Leucine rich repeat kinase 2 and dominantly inherited Parkinson disease
National Institute On Aging
Investigators
Linked publications, trials & patents
Abstract
Our main aim in this project is to understand how mutations across many different domains of LRRK2 cause dominantly inherited Parkinsons disease. We have been particularly looking for shared effects of multiple mutations that are found in many different functional domains of the molecule.

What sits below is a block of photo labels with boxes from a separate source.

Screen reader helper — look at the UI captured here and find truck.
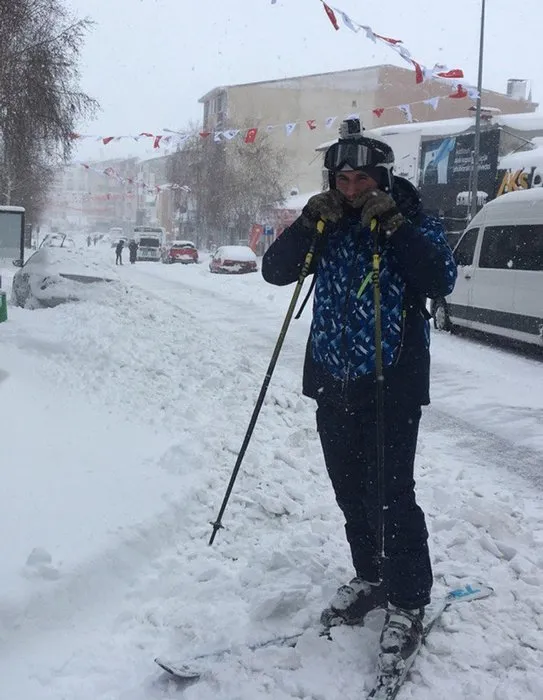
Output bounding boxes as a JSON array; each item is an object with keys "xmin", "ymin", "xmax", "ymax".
[{"xmin": 133, "ymin": 226, "xmax": 166, "ymax": 262}]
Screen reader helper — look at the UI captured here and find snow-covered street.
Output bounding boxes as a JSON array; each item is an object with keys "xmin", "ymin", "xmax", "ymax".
[{"xmin": 0, "ymin": 249, "xmax": 543, "ymax": 700}]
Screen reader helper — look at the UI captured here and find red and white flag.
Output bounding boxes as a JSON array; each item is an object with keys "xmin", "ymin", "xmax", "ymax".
[
  {"xmin": 322, "ymin": 0, "xmax": 339, "ymax": 29},
  {"xmin": 244, "ymin": 128, "xmax": 258, "ymax": 143}
]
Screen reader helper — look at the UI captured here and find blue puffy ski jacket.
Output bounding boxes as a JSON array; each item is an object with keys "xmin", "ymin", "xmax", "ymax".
[{"xmin": 262, "ymin": 178, "xmax": 456, "ymax": 407}]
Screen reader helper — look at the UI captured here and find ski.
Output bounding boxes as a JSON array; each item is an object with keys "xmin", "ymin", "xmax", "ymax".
[
  {"xmin": 366, "ymin": 584, "xmax": 494, "ymax": 700},
  {"xmin": 155, "ymin": 584, "xmax": 493, "ymax": 684},
  {"xmin": 155, "ymin": 632, "xmax": 304, "ymax": 680}
]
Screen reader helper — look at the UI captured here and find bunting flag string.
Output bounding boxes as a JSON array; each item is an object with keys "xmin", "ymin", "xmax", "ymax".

Importantly, inhibition of the kinase activity of LRRK2 is now entering clinical trials and so it is critical to understand what the biological consequences of inhibited activity is, which we have approached using both genetic and pharmacological tools. Related to the above, many pieces of data suggest that under endogenous conditions, LRRK2 shows only low basal activity. We have developed a strong interest in how LRRK2 activity is regulated in cells and have seen that lysosomal damage is a strong trigger for LRRK2 activation, as measured by phosphorylation of RAB proteins and their accumulation at the lysosomal membrane. Using specific lysosomal stimuli, we also find that the lysosomal membrane can form narrow tubules that separate off from the parent lysosome and are transported to active lysosomes within the same cell. This process, which we have named lysosomal tubulation/sorting driven by LRRK2 (LYTL) depends on tyrosinated microtubules for transport and the endoplasmic reticulum for scission of tubules. Furthermore, the positioning of the lysosome is important for control of phosphorylation of some RAB proteins, with perinuclear lysosomes showing stronger pRAB10 than more peripheral organelles. This implies that responses to lysosomal damage and transport are likely co-regulated in cells.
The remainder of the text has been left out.